Os oceanos nunca estiveram tão quentes, com consequências para territórios costeiros, que podem ser engolidos pelo aumento do nível do mar, e ainda mais severas para o ecossistema marinho. As previsões para um futuro próximo são catastróficas, de acordo com pesquisas recém-publicadas. Uma delas, divulgada, na semana passada, na revista Geophysical Research Letters, aponta que, em menos de 60 anos, 70% dos mares podem sufocar por falta de oxigênio em decorrência das mudanças climáticas. Segundo o artigo, as profundezas — de onde vêm muitas espécies pesqueiras — já estão perdendo o gás a taxas não naturais.

Os oceanos transportam oxigênio dissolvido como gás e, assim como os animais terrestres, os aquáticos dependem disso para respirar. Mas à medida que as águas se aquecem devido à concentração atmosférica de gases de efeito estufa, elas podem começar a se desoxigenar. Os cientistas acompanham esse declínio constante há anos, mas o novo estudo, de acordo com os pesquisadores da Universidade de Jiao Tong de Xangai, "fornece novas e urgentes razões para nos preocuparmos".

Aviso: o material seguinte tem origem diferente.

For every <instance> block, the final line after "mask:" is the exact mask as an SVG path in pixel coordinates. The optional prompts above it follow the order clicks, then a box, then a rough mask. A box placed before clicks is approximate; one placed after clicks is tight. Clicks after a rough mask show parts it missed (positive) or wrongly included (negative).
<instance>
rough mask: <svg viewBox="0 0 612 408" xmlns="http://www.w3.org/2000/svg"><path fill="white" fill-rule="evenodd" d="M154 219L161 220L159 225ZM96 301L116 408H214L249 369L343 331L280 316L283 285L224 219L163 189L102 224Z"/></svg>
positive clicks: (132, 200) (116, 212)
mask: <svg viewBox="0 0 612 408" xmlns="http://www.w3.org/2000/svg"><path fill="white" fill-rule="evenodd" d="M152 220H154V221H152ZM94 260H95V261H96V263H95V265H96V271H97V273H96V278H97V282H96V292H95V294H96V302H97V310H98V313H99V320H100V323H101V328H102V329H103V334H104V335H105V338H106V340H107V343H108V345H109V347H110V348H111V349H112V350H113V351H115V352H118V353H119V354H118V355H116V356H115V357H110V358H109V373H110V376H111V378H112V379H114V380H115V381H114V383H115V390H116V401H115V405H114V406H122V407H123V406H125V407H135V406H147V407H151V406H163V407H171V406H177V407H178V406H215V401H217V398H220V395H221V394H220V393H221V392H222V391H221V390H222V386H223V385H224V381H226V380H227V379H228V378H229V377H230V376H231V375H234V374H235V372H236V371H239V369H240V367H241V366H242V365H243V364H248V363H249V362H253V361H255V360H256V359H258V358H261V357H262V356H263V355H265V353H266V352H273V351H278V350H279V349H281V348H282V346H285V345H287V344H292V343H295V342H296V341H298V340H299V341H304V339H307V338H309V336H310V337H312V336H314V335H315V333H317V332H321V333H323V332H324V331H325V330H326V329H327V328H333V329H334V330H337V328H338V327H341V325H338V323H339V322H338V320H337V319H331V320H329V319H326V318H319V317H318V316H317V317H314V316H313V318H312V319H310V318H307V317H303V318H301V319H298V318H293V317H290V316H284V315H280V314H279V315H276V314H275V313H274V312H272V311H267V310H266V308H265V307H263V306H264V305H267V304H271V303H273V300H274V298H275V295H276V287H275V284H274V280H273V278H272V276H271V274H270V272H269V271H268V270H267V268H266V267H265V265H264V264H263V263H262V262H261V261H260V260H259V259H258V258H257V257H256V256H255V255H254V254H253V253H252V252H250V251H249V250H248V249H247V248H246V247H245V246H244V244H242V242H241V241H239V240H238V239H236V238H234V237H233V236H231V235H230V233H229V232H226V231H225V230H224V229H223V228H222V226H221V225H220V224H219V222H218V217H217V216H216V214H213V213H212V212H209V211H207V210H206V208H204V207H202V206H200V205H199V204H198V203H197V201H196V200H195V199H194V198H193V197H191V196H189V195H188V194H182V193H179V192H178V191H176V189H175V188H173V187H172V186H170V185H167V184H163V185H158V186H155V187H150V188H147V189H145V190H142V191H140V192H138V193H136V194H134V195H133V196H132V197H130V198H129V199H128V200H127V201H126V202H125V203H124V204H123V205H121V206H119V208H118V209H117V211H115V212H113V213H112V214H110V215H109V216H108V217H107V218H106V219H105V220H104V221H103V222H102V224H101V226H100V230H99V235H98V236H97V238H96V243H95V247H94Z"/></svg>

Essa é a primeira pesquisa que usa modelos climáticos para prever como e quando a desoxigenação ocorrerá nos oceanos devido às mudanças climáticas. Os resultados indicaram que a perda significativa e potencialmente irreversível do oxigênio dissolvido nas profundezas médias começou no ano passado, já afetando a pesca em todo o mundo. A modelagem também prevê a falta de oxigênio em todas as zonas até 2080.

Yuntao Zhou, oceanógrafa da Universidade de Jiao Tong de Xangai e principal autora do estudo, explica que as profundidades médias — de 200 a 1 mil metros abaixo do nível do mar —, chamadas zonas mesopelágicas, serão as primeiras a perder quantidades significativas de oxigênio. Em todo o mundo, essa região abriga muitas das espécies pescadas comercialmente. "A desoxigenação também afeta outros recursos marinhos, mas a pesca talvez esteja mais relacionada à nossa vida diária", diz.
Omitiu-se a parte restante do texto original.